The lack of associations between lipid PRS and their respective lipid traits was somewhat unexpected as previous reports have demonstrated strong associations between lipid traits and genetic or polygenic risk scores. In contrast to the present study, lipid trait PRS in Biobank Japan were strongly associated to their respective lipid labs and in the expected directions (Tam et al., 2021). Similarly, lipid PRS developed in the diverse Multi-Ethnic Study of Atherosclerosis (MESA) using variants discovered in European-descent GWAS were strongly associated with their respective lipid traits in the expected direction for all populations except for TG in African Americans (Johnson et al., 2015).

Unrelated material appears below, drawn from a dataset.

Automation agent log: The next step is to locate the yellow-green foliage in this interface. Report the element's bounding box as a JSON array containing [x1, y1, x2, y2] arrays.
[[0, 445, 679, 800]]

In a recent generalization study, European-derived LDL-C, HDL-C, and TG PRS were also strongly associated with their respective lipid traits in populations from Europe, Asia, and Africa (Kuchenbaecker et al., 2019). Strong associations between European-derived LDL-C, HDL-C, TG, and TC PRS have also been reported for a study of adolescents from the Netherlands (Xie et al., 2020).

Literature specific to lipid trait PRS derived from (all or in part) and applied to African Americans is limited. A recent assessment LDL-C, HDL-C, TG, and TC PRS derived from European, multi-ancestral, and sub-Saharan African discovery meta-analyses all demonstrated strong associations in the expected directions for their respective lipid traits in an independent sample of 7,103 participants from the Africa Wits-INDEPTH Partnership for Genomic Studies (AWI-Gen) cohort (Choudhury et al., 2022). Of note is a recent study from BioVU where chip-wide LDL-C, HDL-C, and TG PRS were developed and applied to African American patients who largely overlap with the present study (Dennis et al., 2021). Strong associations were observed between each PRS and its respected lipid trait (Dennis et al., 2021). Consistent with the larger BioVU study, we did not identify strong associations between lipid trait PRS and common clinical labs in the limited PheWAS (Dennis et al., 2021). Differences between the larger BioVU study and the present study are numerous, including differences in sample size, genotyping array, computable phenotyping approach, year of clinical data extraction, and methods used to calculate PRS.

As the two studies accessing BioVU demonstrate, direct comparison of PRS associations in the literature is challenging for multiple reasons. First and foremost, there is no consensus on how to calculate or define PRS. As of this writing, the Polygenic Risk Score Catalog (Lambert et al., 2021) reports 66 PRS available in the literature for lipid traits, including 27,10, 9, and 7 for LDL-C, HDL-C, TG, and TC, respectively. PRS, even for the same trait (e.g., LDL-C), differ by the number of variants included and how variants are chosen. PRS also differ by the discovery data from which they draw both variants and weights, much of which is still focused on European-descent populations. Finally, there are no standards on the evaluation and reporting of PRS performance. In the present study, we selected index variants associated with lipid traits in a diverse population that includes African Americans and calculated unweighted and weighted PRS using the absolute values of the betas reported in the discovery study. We applied the PRS to an independent sample of African American patients and reported the betas and p-values from unadjusted and adjusted tests of association. Collectively, the comparison challenges we experienced here highlight the need to develop approaches to standardize PRS being developed for implementation in a clinical setting to benefit patients (Wand, Knowles & Clarke, 2021).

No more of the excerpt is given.